Some 43% of farmland is leased in Maryland, where the Chesapeake Bay cleanup has made conservation a pressing issue.

“It’s really important that conservation practices be considered and implemented on these lands because they do play such a significant role,” said Nancy Nunn, assistant director of the Harry R. Hughes Center for Agro-Ecology at the University of Maryland.

Getting conservation practices on rented land comes down to the provisions in the lease, Nunn said Nov. 3 during the Chesapeake Watershed Forum presented by the Alliance for the Chesapeake Bay.

The lease can set a standard for the farming that will be done, addressing specific practices such as reduced tillage, no-till and riparian buffers. A conservation plan can even be attached to the lease, said Sarah Everhart, senior legal specialist at the University of Maryland Agriculture Law Education Initiative.

The farmer will want to make sure the landowner is on the same page about the meaning of those farming terms and practices. Even NRCS, the shorthand for USDA’s conservation agency, may be unfamiliar to nonfarming landowners, Nunn said.

When the question of conservation practices comes up, the landowner should start by defining their goals for the property. The owner may want to maximize profit, keep the land in good shape for future generations, or make changes to benefit the environment, Nunn said.

Based on first-hand knowledge of the property, the farmer can contribute ideas for environmental improvements.

The lease should spell out what the landowner and farmer will contribute to the project and what each will get out of it, Nunn said. This includes whether one party or both will pay for the implementation, and who will receive any government payments for the work. If the farmer is expected to maintain a project such as a riparian buffer, that should be noted as well.

“If it matters, it should probably be in the lease,” Nunn said.

When negotiating over a parcel owned by multiple people — as when parents leave the farm to their children — the farmer should establish which of the owners is the spokesperson, Nunn said. Otherwise, miscommunication and disappointment could ensure.

Some government cost-share programs require that both parties share risk, so a crop-share lease may be useful instead of a fixed cash lease.
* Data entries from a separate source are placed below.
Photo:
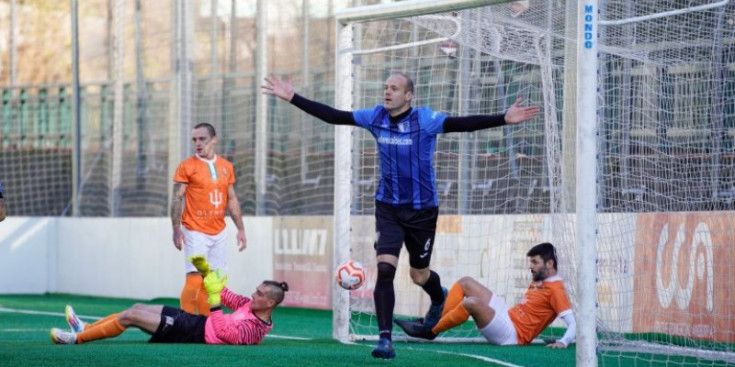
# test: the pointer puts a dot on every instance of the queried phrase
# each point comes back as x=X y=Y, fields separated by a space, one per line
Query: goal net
x=664 y=168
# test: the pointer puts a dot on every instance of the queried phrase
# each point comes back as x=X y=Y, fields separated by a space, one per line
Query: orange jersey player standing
x=544 y=301
x=203 y=193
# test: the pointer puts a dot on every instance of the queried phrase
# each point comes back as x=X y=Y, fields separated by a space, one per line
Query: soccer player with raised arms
x=544 y=301
x=203 y=192
x=406 y=199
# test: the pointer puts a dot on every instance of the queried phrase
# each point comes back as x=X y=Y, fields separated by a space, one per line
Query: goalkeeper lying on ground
x=249 y=323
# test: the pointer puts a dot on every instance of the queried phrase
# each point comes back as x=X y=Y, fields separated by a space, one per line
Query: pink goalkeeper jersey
x=239 y=327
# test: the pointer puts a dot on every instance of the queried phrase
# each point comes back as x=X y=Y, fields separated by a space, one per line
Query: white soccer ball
x=351 y=275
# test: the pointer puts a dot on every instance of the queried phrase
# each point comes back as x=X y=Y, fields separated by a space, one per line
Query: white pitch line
x=61 y=314
x=44 y=313
x=475 y=356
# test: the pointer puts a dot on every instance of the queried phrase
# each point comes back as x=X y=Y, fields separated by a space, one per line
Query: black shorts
x=395 y=225
x=177 y=326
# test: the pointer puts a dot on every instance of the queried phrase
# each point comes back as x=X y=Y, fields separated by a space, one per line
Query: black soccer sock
x=433 y=287
x=385 y=298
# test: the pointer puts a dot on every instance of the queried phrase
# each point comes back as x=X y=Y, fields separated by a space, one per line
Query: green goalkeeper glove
x=200 y=262
x=214 y=283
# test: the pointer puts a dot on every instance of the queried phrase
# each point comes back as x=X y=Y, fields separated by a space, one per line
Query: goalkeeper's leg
x=191 y=294
x=146 y=317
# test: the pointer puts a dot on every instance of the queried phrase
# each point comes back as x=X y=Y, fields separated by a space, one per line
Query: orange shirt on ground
x=543 y=302
x=205 y=200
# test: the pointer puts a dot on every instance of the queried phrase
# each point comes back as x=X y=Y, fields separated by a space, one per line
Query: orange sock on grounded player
x=101 y=321
x=455 y=317
x=454 y=297
x=189 y=300
x=202 y=303
x=111 y=327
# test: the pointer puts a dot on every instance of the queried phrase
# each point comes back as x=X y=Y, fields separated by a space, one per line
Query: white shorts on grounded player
x=211 y=246
x=500 y=330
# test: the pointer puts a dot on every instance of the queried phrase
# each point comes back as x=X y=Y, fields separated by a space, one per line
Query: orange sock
x=100 y=321
x=202 y=303
x=111 y=327
x=455 y=317
x=454 y=297
x=189 y=300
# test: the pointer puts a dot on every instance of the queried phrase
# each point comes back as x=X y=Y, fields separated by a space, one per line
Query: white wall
x=116 y=257
x=27 y=260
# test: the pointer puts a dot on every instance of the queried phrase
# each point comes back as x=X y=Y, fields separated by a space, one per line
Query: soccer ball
x=351 y=275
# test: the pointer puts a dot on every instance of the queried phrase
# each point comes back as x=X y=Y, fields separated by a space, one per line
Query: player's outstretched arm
x=517 y=114
x=233 y=205
x=177 y=207
x=281 y=88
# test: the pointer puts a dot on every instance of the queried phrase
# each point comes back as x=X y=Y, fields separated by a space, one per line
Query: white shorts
x=211 y=246
x=500 y=330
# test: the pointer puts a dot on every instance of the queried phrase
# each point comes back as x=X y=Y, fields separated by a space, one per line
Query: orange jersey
x=543 y=302
x=205 y=199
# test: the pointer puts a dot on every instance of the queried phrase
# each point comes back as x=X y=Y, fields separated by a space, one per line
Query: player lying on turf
x=544 y=300
x=249 y=323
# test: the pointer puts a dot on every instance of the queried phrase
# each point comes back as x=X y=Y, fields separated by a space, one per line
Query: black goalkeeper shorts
x=177 y=326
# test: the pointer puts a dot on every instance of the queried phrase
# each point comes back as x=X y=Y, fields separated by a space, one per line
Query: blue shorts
x=396 y=225
x=177 y=326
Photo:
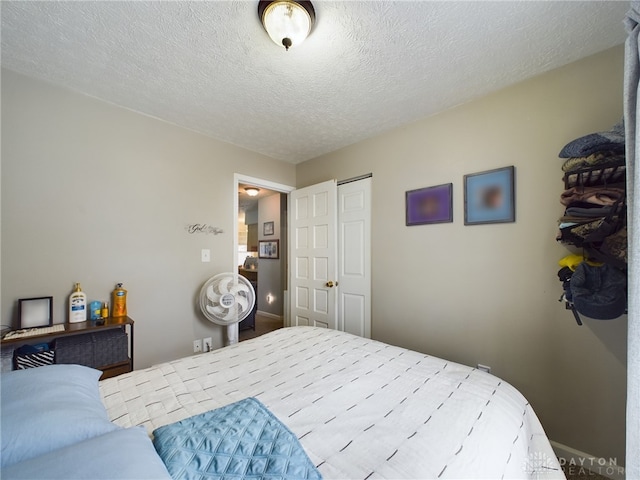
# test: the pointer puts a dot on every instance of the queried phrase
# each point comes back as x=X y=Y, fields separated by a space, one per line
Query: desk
x=80 y=328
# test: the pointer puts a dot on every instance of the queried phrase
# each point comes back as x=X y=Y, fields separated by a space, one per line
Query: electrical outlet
x=484 y=368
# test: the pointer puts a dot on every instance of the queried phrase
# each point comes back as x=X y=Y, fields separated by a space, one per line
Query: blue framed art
x=429 y=205
x=490 y=197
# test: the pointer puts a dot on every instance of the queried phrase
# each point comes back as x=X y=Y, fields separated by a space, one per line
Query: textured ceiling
x=367 y=67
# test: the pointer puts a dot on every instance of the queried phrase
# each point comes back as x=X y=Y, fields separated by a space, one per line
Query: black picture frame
x=269 y=249
x=490 y=197
x=429 y=205
x=35 y=312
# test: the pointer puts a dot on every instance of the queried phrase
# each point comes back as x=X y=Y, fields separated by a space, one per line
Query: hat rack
x=605 y=175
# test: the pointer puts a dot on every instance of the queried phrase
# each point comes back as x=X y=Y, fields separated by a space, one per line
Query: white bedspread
x=361 y=408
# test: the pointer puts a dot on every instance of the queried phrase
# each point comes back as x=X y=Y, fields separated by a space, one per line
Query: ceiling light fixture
x=287 y=22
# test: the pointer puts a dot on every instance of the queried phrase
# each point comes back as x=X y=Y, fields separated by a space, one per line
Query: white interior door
x=354 y=257
x=313 y=261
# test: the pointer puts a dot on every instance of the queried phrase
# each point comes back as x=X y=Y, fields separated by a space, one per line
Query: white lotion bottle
x=77 y=305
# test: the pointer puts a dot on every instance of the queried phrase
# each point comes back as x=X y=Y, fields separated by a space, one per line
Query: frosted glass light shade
x=287 y=22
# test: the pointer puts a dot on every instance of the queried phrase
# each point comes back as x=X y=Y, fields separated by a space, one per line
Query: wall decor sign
x=429 y=205
x=268 y=249
x=490 y=197
x=203 y=228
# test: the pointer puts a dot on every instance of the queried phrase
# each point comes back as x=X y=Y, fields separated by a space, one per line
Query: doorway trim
x=239 y=178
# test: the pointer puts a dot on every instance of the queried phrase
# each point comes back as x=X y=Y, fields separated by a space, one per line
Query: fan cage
x=227 y=298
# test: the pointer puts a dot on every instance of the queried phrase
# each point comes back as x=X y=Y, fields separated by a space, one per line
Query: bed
x=360 y=409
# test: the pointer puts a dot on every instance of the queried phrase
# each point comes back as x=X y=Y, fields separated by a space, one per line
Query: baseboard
x=576 y=462
x=269 y=315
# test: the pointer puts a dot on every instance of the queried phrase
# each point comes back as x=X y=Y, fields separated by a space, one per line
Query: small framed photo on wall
x=268 y=249
x=429 y=205
x=490 y=197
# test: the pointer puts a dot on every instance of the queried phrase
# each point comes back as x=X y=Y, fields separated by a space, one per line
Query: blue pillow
x=46 y=408
x=122 y=454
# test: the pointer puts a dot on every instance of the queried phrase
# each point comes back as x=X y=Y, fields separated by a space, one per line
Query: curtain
x=631 y=111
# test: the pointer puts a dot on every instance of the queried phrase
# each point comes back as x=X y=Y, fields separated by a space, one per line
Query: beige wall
x=489 y=293
x=97 y=194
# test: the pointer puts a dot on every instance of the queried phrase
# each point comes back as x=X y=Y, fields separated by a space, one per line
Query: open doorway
x=261 y=251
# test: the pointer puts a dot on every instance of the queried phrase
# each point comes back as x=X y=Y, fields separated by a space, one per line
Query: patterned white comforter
x=361 y=409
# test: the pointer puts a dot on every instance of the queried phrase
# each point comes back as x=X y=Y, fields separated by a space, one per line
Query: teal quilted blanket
x=243 y=440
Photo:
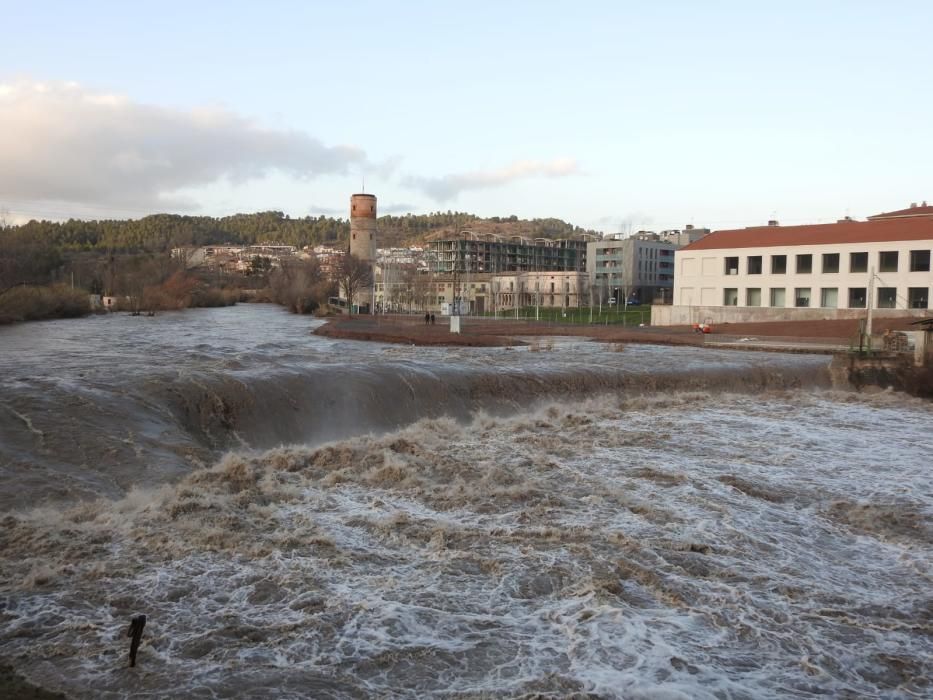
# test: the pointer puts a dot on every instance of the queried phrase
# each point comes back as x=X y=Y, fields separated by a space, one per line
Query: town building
x=489 y=252
x=637 y=268
x=820 y=271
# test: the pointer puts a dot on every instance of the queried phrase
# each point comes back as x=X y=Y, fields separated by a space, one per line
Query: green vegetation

At the same time, the landowner should know that USDA payments can increase their tax obligations, Everhart said. It’s better to learn that ahead of time than get a surprise tax bill.

To compensate the farmer for maintenance costs, Everhart said, the landowner could provide a discount on the rent (not necessarily the popular choice with landlords), a share in the government payments, or a nonmonetary incentive such as an extended lease term.

One barrier to conservation work is the length of the lease. Farmers on one-year deals are often hesitant to invest in land they may or may not have come spring.

Everhart is working to change landowners’ thinking.

“If you move from a year-to-year to a four- or five-year lease, that farmer’s going to farm that land differently. They’re going to farm that land more like they do with their home farm,” she said. “And sometimes that really hadn’t occurred to landowners.”

A lease can provide the farmer with a measure of assurance even if the landowner plans to sell the farm at some point. The farmer could get a right of first offer or first refusal, Everhart said. An option to renew the lease after so many years is another alternative to a long term.

Though the parties may be afraid of upsetting an arrangement that is working well, they should revise the lease as warranted as the years go by.

“It only is going to be helpful for both parties if it’s actually reflective of what’s going on on the farm,” Everhart said.

The University of Maryland has resources for conservation work on leased farmland at go.umd.edu/conservationleasing.